O Primeiro Grande Desafio: Subir ou Não a Selic?
A possibilidade de uma nova alta da Selic em setembro está no centro das discussões atuais do mercado. Três grandes gestores de fundos de investimento já defenderam publicamente que a Selic seja elevada, argumentando que as expectativas de inflação e a atividade econômica forte exigem juros mais altos. A decisão de elevar a taxa, embora impopular, poderia reforçar a credibilidade do BC e demonstrar que a instituição está comprometida em trazer a inflação para a meta.
No entanto, essa não é uma opinião unânime. Alguns economistas acreditam que o atual nível da Selic pode ser suficiente para controlar a inflação até 2026, desde que não haja novos choques fiscais ou econômicos. Além disso, a expectativa de que o Federal Reserve (Fed) dos Estados Unidos comece a cortar juros em setembro poderia dar ao BC brasileiro mais tempo para avaliar as condições macroeconômicas antes de tomar uma decisão.
O Legado de Roberto Campos Neto e a Expectativa pelo Novo Comando
Roberto Campos Neto deixará o cargo no final de 2024 com um legado marcado por uma postura firme no combate à inflação e por defender a independência do Banco Central. A possível indicação de Gabriel Galípolo, um economista com um perfil mais alinhado ao governo atual, traz incertezas sobre a continuidade desse legado. A grande questão é se Galípolo, caso seja confirmado, conseguirá equilibrar a pressão política com a necessidade de manter a credibilidade da política monetária do país.

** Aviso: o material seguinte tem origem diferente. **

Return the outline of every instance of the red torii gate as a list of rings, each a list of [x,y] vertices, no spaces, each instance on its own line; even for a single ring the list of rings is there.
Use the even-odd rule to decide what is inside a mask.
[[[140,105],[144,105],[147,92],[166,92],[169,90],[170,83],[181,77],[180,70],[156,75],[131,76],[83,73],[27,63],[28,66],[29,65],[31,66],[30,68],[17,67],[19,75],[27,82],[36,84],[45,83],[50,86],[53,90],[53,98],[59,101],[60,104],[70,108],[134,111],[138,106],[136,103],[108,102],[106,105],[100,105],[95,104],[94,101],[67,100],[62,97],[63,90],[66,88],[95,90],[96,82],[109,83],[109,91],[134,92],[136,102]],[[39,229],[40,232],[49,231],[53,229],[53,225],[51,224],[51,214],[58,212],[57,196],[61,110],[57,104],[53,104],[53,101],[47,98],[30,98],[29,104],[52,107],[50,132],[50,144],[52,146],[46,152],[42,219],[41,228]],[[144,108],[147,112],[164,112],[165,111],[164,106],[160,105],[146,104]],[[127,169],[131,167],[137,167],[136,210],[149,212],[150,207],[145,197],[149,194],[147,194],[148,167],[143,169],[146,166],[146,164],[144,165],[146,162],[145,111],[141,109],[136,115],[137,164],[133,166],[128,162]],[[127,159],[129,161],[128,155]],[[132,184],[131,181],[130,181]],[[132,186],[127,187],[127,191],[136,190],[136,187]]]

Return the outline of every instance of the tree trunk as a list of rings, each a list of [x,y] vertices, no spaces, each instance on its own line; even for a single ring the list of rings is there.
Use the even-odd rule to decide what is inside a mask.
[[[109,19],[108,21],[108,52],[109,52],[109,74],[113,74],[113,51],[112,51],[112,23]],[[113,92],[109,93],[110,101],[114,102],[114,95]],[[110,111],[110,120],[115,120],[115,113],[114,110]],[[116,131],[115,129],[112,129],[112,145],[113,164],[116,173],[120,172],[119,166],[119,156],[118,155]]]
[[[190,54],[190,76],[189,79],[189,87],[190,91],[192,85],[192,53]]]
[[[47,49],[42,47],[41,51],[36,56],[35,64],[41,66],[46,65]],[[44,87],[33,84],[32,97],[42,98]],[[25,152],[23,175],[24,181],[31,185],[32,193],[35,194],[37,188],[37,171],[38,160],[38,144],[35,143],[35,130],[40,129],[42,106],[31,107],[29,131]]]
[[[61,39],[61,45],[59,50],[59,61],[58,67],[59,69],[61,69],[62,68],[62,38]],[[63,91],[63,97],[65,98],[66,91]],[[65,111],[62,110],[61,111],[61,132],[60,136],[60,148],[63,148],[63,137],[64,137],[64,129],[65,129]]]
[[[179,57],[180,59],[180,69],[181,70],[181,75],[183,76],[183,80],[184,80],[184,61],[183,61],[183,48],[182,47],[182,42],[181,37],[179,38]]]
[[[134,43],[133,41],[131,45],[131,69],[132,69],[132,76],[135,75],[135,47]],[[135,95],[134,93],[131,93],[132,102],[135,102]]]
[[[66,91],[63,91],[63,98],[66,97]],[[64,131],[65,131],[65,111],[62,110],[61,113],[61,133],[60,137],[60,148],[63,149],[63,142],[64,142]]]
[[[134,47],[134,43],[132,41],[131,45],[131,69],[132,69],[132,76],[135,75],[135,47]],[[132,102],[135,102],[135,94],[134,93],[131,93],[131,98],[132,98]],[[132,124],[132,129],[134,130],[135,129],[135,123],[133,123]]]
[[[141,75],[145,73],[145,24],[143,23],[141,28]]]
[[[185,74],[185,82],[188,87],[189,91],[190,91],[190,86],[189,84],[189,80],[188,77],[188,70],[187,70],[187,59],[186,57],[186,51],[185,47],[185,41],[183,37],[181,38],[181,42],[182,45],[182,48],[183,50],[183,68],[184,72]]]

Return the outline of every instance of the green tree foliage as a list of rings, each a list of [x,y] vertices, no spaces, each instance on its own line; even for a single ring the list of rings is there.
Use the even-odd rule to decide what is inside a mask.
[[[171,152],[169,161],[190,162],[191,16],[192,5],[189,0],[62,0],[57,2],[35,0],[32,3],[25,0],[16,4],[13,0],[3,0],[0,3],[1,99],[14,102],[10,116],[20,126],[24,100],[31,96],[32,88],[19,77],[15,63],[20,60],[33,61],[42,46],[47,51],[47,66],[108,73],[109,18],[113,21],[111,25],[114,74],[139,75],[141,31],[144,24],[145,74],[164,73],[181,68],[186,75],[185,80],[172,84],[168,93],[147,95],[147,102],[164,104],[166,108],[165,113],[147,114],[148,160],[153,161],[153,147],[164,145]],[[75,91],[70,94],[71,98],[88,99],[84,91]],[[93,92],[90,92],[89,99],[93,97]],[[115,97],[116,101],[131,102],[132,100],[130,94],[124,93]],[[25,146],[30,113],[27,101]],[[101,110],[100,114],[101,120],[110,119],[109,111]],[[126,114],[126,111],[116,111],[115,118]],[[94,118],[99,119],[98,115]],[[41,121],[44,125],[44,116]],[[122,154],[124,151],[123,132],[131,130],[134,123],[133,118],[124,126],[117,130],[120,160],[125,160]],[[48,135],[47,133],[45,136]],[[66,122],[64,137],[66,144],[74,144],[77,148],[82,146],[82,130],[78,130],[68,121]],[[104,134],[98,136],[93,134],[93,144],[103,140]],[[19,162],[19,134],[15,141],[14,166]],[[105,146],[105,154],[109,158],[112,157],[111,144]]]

O mercado, por sua vez, continua a acompanhar de perto as discussões e as sinalizações do BC. Até que a sucessão esteja oficialmente definida, as incertezas continuarão a pairar sobre o futuro da política monetária brasileira. A postura que Galípolo adotar nos próximos meses será crucial para definir não apenas o rumo do BC, mas também a estabilidade econômica do Brasil nos próximos anos.